The mosaic loses to segregation
Ethnic minorities have little motivation to join mainstream Canada, preferring the balkanization they find
Scott Young
The Vancouver Sun
Wednesday, February 13, 2008
My grandmother speaks atrocious English, eats only Chinese food, has only Chinese friends and has been a Canadian citizen for nearly 50 years.
She's citizen of a country where she can't read the local newspaper, can't order pizza, and has no desire to do so.
Can she truly be considered a Canadian citizen? According to our de facto mosaic, she is as much a citizen as her English-speaking, sushi-swilling Vancouver Canucks-supporting, Toronto-despising grandson. But is the “mosaic” truly the best possible formula for our multicultural society?
The mosaic says that minorities can retain their heritage while immersing themselves in Canadian culture. But notwithstanding ethnic-restaurant tokenism, ethnic minorities have little motivation to challenge the status quo, preferring the balkanization of Canada.
Metro Vancouver's Chinese community is now the most mature ethnic community in Canada. Chinese-language media, churches, shopping malls, service clubs and social agencies dominate a community where English is rare.
Schools, the one common thread that crosses ethnic lines, now see students fluent in English using Chinese as their preferred language. Although internally heterogeneous, the Chinese community offers new immigrants a relatively familiar community amid unfamiliar circumstances. Thus, while new immigrants may self-segregate, their children and grandchildren usually integrate into mainstream Canadian culture.
So is time the best cure?
Eventual integration is not enough; social fragmentation is today's problem.
As it stands, ethnic communities wield significant political power. Residents of Fleetwood-Port Kells will remember the 2004 federal election, when busloads of immigrant South Asian Tory members descended on the party nomination to vote for Nina Grewal.

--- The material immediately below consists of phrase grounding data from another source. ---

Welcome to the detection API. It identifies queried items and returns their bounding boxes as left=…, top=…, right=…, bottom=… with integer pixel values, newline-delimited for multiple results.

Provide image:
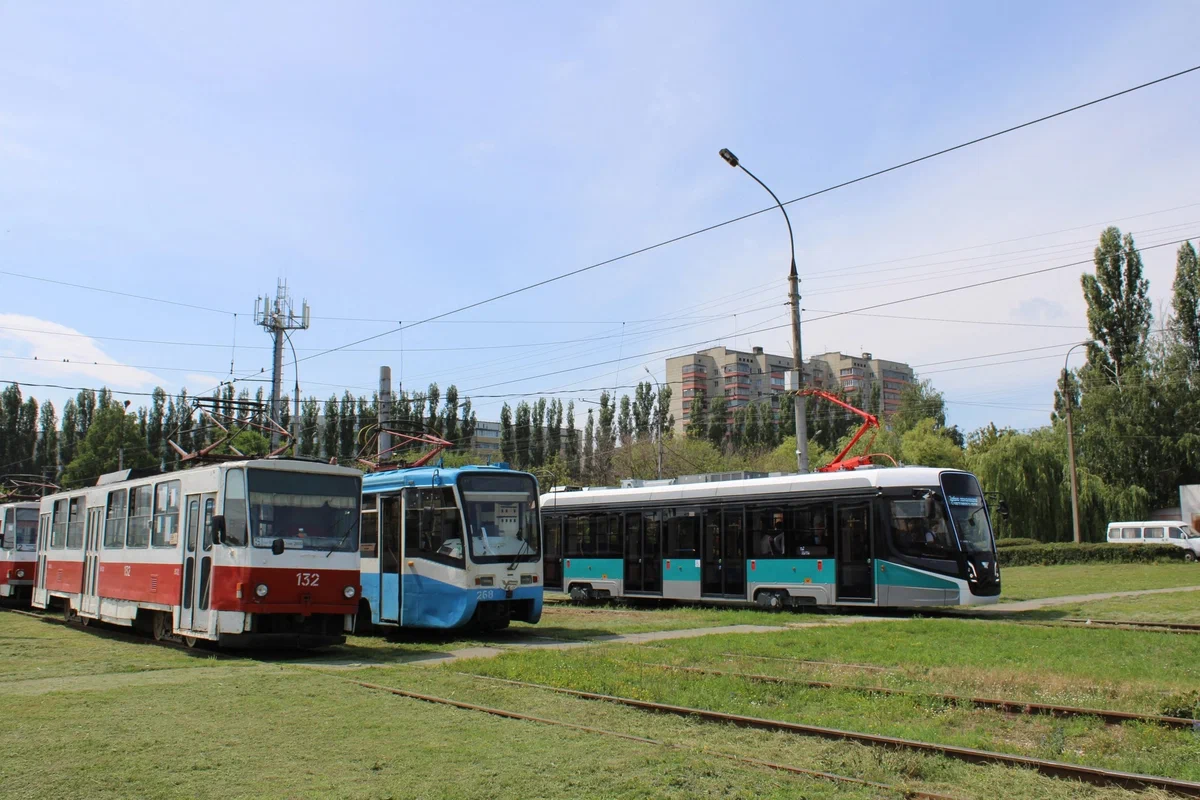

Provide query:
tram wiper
left=507, top=537, right=530, bottom=571
left=325, top=514, right=361, bottom=558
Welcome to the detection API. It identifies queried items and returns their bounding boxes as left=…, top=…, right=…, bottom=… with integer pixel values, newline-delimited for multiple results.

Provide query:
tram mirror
left=211, top=515, right=227, bottom=545
left=271, top=538, right=285, bottom=556
left=996, top=501, right=1011, bottom=520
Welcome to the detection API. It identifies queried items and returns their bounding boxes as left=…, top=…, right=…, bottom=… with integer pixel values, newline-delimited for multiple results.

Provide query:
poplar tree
left=617, top=395, right=633, bottom=445
left=596, top=392, right=615, bottom=483
left=514, top=402, right=532, bottom=468
left=546, top=399, right=563, bottom=460
left=564, top=402, right=580, bottom=479
left=59, top=399, right=80, bottom=469
left=1172, top=241, right=1200, bottom=369
left=652, top=385, right=673, bottom=441
left=1081, top=227, right=1152, bottom=384
left=34, top=401, right=58, bottom=478
left=299, top=397, right=319, bottom=456
left=426, top=384, right=441, bottom=434
left=339, top=391, right=357, bottom=461
left=583, top=409, right=595, bottom=482
left=499, top=403, right=516, bottom=465
left=707, top=395, right=728, bottom=451
left=322, top=395, right=340, bottom=460
left=632, top=382, right=654, bottom=440
left=443, top=385, right=459, bottom=446
left=687, top=389, right=707, bottom=439
left=531, top=399, right=546, bottom=467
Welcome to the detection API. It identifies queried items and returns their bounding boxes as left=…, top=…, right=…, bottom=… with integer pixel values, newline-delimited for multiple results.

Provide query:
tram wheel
left=151, top=612, right=172, bottom=642
left=62, top=603, right=76, bottom=624
left=756, top=590, right=785, bottom=611
left=183, top=636, right=200, bottom=649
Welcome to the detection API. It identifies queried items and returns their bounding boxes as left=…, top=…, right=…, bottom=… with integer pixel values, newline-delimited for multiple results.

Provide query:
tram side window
left=565, top=514, right=592, bottom=557
left=889, top=498, right=956, bottom=560
left=65, top=497, right=84, bottom=550
left=360, top=497, right=379, bottom=559
left=590, top=513, right=621, bottom=557
left=404, top=488, right=463, bottom=567
left=152, top=480, right=181, bottom=547
left=223, top=469, right=248, bottom=546
left=665, top=510, right=700, bottom=559
left=51, top=499, right=68, bottom=549
left=126, top=485, right=153, bottom=548
left=747, top=506, right=830, bottom=558
left=1, top=508, right=11, bottom=549
left=104, top=489, right=127, bottom=548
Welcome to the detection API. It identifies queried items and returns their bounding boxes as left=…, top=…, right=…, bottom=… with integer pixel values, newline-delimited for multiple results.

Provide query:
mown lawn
left=1020, top=587, right=1200, bottom=624
left=451, top=618, right=1200, bottom=781
left=999, top=563, right=1200, bottom=601
left=2, top=610, right=1191, bottom=798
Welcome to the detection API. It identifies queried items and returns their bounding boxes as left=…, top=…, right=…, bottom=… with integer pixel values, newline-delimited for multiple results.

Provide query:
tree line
left=0, top=381, right=479, bottom=489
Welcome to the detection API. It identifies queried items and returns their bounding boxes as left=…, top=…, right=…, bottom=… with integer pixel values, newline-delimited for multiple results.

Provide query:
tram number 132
left=296, top=572, right=320, bottom=587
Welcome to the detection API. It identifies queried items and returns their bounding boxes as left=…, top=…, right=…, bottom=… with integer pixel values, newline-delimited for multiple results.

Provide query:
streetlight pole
left=1063, top=341, right=1094, bottom=544
left=644, top=367, right=665, bottom=480
left=719, top=148, right=808, bottom=473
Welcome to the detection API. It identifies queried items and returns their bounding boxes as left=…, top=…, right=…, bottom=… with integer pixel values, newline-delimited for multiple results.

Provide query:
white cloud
left=0, top=314, right=163, bottom=388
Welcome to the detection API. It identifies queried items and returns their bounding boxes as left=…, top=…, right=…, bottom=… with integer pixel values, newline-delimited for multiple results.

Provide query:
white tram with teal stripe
left=541, top=467, right=999, bottom=609
left=359, top=464, right=543, bottom=631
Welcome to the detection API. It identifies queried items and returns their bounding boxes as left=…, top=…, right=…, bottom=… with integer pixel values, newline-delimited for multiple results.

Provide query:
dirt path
left=985, top=584, right=1200, bottom=613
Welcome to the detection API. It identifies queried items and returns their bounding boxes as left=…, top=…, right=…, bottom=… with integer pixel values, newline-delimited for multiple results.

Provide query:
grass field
left=4, top=563, right=1200, bottom=798
left=0, top=611, right=1185, bottom=800
left=998, top=563, right=1200, bottom=601
left=1023, top=587, right=1200, bottom=623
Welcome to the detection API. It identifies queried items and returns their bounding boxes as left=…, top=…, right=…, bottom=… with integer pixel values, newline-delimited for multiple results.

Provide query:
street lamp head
left=719, top=148, right=739, bottom=168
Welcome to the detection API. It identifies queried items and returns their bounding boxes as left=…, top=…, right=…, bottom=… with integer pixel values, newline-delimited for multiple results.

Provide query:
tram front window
left=459, top=473, right=541, bottom=564
left=940, top=473, right=996, bottom=554
left=248, top=470, right=361, bottom=552
left=14, top=508, right=38, bottom=550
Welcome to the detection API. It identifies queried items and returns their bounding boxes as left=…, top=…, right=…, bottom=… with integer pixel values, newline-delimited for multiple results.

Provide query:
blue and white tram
left=358, top=464, right=544, bottom=631
left=541, top=467, right=1000, bottom=609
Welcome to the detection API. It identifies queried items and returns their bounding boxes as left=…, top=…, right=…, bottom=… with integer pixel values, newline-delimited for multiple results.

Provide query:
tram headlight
left=15, top=569, right=24, bottom=579
left=254, top=583, right=269, bottom=598
left=343, top=585, right=356, bottom=598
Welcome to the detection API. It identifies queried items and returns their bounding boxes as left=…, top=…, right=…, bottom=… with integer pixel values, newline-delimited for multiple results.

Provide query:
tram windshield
left=940, top=472, right=996, bottom=554
left=248, top=470, right=361, bottom=552
left=458, top=473, right=541, bottom=564
left=2, top=508, right=38, bottom=550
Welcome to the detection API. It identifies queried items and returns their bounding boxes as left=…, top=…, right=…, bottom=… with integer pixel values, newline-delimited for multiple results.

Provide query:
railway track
left=1059, top=618, right=1200, bottom=632
left=348, top=678, right=958, bottom=799
left=465, top=674, right=1200, bottom=797
left=714, top=650, right=897, bottom=672
left=644, top=662, right=1199, bottom=729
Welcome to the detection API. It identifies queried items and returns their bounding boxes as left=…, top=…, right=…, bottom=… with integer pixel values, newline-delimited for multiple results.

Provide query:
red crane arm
left=798, top=389, right=882, bottom=472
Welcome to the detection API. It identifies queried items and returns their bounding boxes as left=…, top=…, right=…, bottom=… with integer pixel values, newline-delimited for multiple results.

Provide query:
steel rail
left=645, top=663, right=1198, bottom=729
left=350, top=679, right=958, bottom=800
left=1059, top=618, right=1200, bottom=632
left=715, top=651, right=896, bottom=672
left=469, top=675, right=1200, bottom=797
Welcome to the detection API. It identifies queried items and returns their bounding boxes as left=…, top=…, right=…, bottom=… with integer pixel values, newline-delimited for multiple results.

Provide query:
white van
left=1105, top=522, right=1200, bottom=561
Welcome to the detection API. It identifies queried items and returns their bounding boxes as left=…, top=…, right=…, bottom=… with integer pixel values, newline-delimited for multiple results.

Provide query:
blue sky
left=3, top=1, right=1200, bottom=435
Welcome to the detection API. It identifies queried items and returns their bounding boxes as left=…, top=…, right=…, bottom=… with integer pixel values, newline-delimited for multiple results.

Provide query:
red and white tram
left=0, top=501, right=39, bottom=602
left=33, top=458, right=363, bottom=648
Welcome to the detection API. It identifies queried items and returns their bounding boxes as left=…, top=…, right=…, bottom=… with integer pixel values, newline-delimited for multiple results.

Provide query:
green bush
left=995, top=537, right=1040, bottom=548
left=998, top=542, right=1193, bottom=567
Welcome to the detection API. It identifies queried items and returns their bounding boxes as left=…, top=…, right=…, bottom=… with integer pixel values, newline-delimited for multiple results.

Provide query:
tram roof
left=540, top=466, right=965, bottom=509
left=362, top=463, right=531, bottom=494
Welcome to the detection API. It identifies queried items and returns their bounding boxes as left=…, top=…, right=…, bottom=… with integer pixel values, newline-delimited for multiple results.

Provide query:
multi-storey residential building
left=665, top=346, right=914, bottom=435
left=808, top=352, right=915, bottom=415
left=470, top=420, right=502, bottom=454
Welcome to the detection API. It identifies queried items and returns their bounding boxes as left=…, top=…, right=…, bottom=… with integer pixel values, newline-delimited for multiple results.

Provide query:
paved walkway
left=981, top=584, right=1200, bottom=613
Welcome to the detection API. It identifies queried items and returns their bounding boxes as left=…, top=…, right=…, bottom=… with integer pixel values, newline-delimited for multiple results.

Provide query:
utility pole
left=255, top=280, right=310, bottom=450
left=719, top=148, right=808, bottom=473
left=1062, top=341, right=1093, bottom=544
left=378, top=366, right=392, bottom=459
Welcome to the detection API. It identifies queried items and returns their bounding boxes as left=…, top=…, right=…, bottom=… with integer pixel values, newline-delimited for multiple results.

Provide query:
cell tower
left=254, top=280, right=310, bottom=449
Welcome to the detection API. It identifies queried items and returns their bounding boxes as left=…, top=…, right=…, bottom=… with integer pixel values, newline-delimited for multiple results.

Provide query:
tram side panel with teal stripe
left=747, top=558, right=836, bottom=605
left=875, top=560, right=962, bottom=606
left=564, top=558, right=623, bottom=597
left=662, top=557, right=701, bottom=600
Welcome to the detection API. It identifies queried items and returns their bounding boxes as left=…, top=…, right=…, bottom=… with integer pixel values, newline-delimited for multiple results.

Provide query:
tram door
left=543, top=516, right=563, bottom=591
left=35, top=513, right=49, bottom=603
left=835, top=503, right=874, bottom=601
left=180, top=494, right=216, bottom=634
left=623, top=512, right=662, bottom=595
left=380, top=494, right=402, bottom=623
left=701, top=507, right=745, bottom=598
left=80, top=507, right=104, bottom=616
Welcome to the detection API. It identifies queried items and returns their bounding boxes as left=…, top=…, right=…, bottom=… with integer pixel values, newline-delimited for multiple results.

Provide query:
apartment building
left=666, top=346, right=914, bottom=435
left=808, top=351, right=915, bottom=415
left=470, top=420, right=502, bottom=454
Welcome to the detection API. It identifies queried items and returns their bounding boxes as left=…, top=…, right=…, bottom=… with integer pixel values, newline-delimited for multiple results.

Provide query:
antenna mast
left=255, top=280, right=310, bottom=450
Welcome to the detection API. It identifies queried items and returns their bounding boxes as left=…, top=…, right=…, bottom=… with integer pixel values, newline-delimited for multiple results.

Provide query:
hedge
left=995, top=538, right=1040, bottom=549
left=997, top=542, right=1195, bottom=567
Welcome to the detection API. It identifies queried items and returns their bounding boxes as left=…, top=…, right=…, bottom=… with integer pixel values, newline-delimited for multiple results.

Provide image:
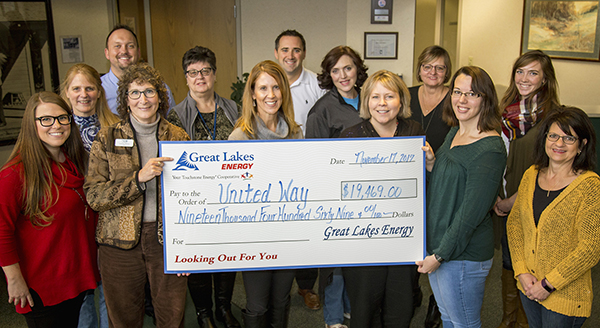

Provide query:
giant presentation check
left=160, top=137, right=426, bottom=273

None of the federal political parties requires Canadian citizenship for party membership, letting nominations be easily exploited by non-citizens. In all fairness, I respect Grewal's desire to serve her community, regardless of the fact that immigrants in that riding made a sham of our electoral system.
The benefit of segregation isn't limited to those inside an ethnic community. Sam (Singh) Sullivan knows exactly where Vancouver's key voting blocs lie. His barely passable Cantonese and Punjabi woo these communities unlike any other savvy Caucasian politician. An English-speaking, integrated ethnic community would undercut that advantage and their persistent segregation benefits that His Worship enjoys.
This phenomenon isn't limited to Vancouver. Toronto school board's recent approval of Africentric schools to combat the dropout rate of black students sets a dangerous precedent. The motivation is laudable, but the method is flawed.
Pro-Africentric activist Angela Wilson stated: “It's not about segregation, it's about self-determination.” That is complete hogwash. Ethnocentric schooling is institutionalized segregation at its worst. The Toronto school board's decision is a foolhardy precedent with serious consequences.
Statistics Canada recently reported that small-city immigrants are more likely to learn one of the official languages than large-city immigrants. The report also linked official language proficiency to economic integration and eventual income parity.
By contrast, settling in a large city delayed economic integration by nearly a decade. The report did not link large urban areas with the critical mass of ethnically targeted social service agencies, which negate the need for English or French. While these agencies play an essential role, they have unfortunate side-effects. Despite these findings, 75 per cent of immigrants still settle in Vancouver, Toronto or Montreal.
Unfortunately, attempting to reveal the perils of segregation is usually buried in simplistic accusations of racism (Remember Bruce Allen?) Canadians revel in the romanticism of Trudeau's multiculturalism, but fail to realize its role in creating ethnic ghettoes.
Jack Granatstein stated: “The [Canadian] state should spend its limited funds on helping newcomers adapt to Canadian society by teaching them the basic knowledge, the symbols, and the ideas that literate, culturally aware Canadians understand . . . . To do anything else condemns immigrants to isolation, to low-paying jobs, to the expanding ghetto of the ill-paid and uneducated.”
Robert Putnam, author of Bowling Alone, recently lamented that social capital is weakest where diversity is strongest. He noted that while “the task of becoming comfortable with diversity will not be easy or quick . . . it will be speeded by our collective efforts and in the end well worth the effort.”
Putnam cited real benefits of diversity, including higher creative capacities and more rapid economic growth. Diversity is a good thing, but immigrants and Canadians naively fear that integration equals the loss of their individual heritages.
That fear has paralysed Canadian social growth.
Until we acknowledge that our self-imposed mosaic is not a perfect system, we'll never construct a mature, cohesive national identity.
Without a national identity, it remains extraordinarily presumptuous for us to claim to be the world's first modern multicultural society.
Scott Young is part of Simon Fraser University's semester in dialogue. He lives in Langley.